De grieven 2 en 3, en grief 4, voorzover Tece daarin betoogt niet te zijn tekortgeschoten, falen.
4.20 Als door de rechtbank overwogen (rechtsoverweging 4.4) en in hoger beroep niet bestreden, staat vast dat Tece ten aanzien van de desbetreffende verbintenissen in verzuim is.
Neptune is derhalve in beginsel gerechtigd de koopovereenkomsten ten aanzien van de dertien jachten waarbij delaminatie heeft plaatsgevonden, te ontbinden (art. 6:265 BW). De vordering in reconventie is in zoverre toewijsbaar. Grief 3 in het incidenteel hoger beroep slaagt.

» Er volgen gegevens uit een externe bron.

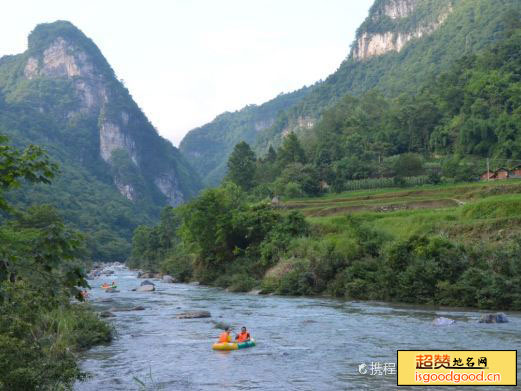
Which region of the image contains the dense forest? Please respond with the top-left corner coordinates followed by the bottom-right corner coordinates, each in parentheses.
top-left (0, 136), bottom-right (112, 391)
top-left (130, 24), bottom-right (521, 309)
top-left (181, 0), bottom-right (521, 186)
top-left (0, 21), bottom-right (200, 261)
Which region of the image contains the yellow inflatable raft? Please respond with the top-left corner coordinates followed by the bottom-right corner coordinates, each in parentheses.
top-left (212, 338), bottom-right (255, 351)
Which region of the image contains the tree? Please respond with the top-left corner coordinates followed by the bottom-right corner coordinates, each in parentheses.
top-left (228, 141), bottom-right (256, 191)
top-left (0, 135), bottom-right (58, 210)
top-left (277, 132), bottom-right (306, 167)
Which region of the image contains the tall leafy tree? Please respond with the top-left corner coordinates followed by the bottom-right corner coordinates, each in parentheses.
top-left (277, 133), bottom-right (306, 166)
top-left (228, 141), bottom-right (256, 191)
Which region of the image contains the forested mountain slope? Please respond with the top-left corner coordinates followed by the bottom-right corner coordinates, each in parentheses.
top-left (181, 0), bottom-right (521, 184)
top-left (0, 21), bottom-right (200, 260)
top-left (179, 87), bottom-right (313, 186)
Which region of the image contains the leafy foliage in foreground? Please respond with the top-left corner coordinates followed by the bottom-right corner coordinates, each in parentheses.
top-left (0, 140), bottom-right (112, 391)
top-left (130, 183), bottom-right (308, 290)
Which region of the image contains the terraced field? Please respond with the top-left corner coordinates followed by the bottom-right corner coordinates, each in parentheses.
top-left (280, 180), bottom-right (521, 244)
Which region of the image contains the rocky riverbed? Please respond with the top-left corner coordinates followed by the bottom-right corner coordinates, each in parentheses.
top-left (75, 265), bottom-right (521, 391)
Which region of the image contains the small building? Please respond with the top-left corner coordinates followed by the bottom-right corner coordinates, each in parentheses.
top-left (495, 168), bottom-right (510, 179)
top-left (510, 165), bottom-right (521, 178)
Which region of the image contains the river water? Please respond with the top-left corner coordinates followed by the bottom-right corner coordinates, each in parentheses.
top-left (75, 268), bottom-right (521, 391)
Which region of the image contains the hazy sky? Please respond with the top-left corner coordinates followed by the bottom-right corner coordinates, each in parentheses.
top-left (0, 0), bottom-right (374, 145)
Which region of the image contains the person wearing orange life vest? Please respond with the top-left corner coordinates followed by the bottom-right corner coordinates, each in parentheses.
top-left (219, 327), bottom-right (232, 343)
top-left (235, 326), bottom-right (251, 342)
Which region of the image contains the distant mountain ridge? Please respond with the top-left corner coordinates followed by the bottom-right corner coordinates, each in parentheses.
top-left (180, 0), bottom-right (521, 185)
top-left (0, 21), bottom-right (201, 258)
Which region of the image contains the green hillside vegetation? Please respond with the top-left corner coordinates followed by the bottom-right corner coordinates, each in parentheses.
top-left (179, 87), bottom-right (312, 186)
top-left (256, 0), bottom-right (521, 151)
top-left (181, 0), bottom-right (521, 185)
top-left (0, 21), bottom-right (200, 261)
top-left (131, 25), bottom-right (521, 309)
top-left (245, 18), bottom-right (521, 197)
top-left (0, 137), bottom-right (112, 391)
top-left (132, 180), bottom-right (521, 309)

Neptune vordert naast ontbinding tevens schadevergoeding. Het hof zal eerst tot bespreking van de overige (principale en incidentele) grieven overgaan, nadat partijen in de gelegenheid zijn geweest zich met betrekking tot de door Tece ingeroepen exoneratie uit de algemene voorwaarden uit te laten, zoals hiervoor onder 4.15 besproken.
Het hof zal iedere verdere beslissing aanhouden.
Het hof zal de zaak naar de rol verwijzen opdat Tece zich bij akte kan uitlaten over het onder 4.15 overwogene. Neptune kan hierop een antwoordakte nemen.
Iedere verdere beslissing zal worden aangehouden.
Het hof, recht doende in hoger beroep:
- verwijst de zaak naar de rol van 2 juni 2009 voor het nemen van een akte door Tece zoals bedoeld in rov. 4.15;
- houdt verder iedere beslissing aan.
Dit arrest is gewezen door mrs. J.J. Makkink, R.J.J. van Acht, en B.J. Lenselink, en is in tegenwoordigheid van de griffier uitgesproken ter openbare terechtzitting van 21 april 2009.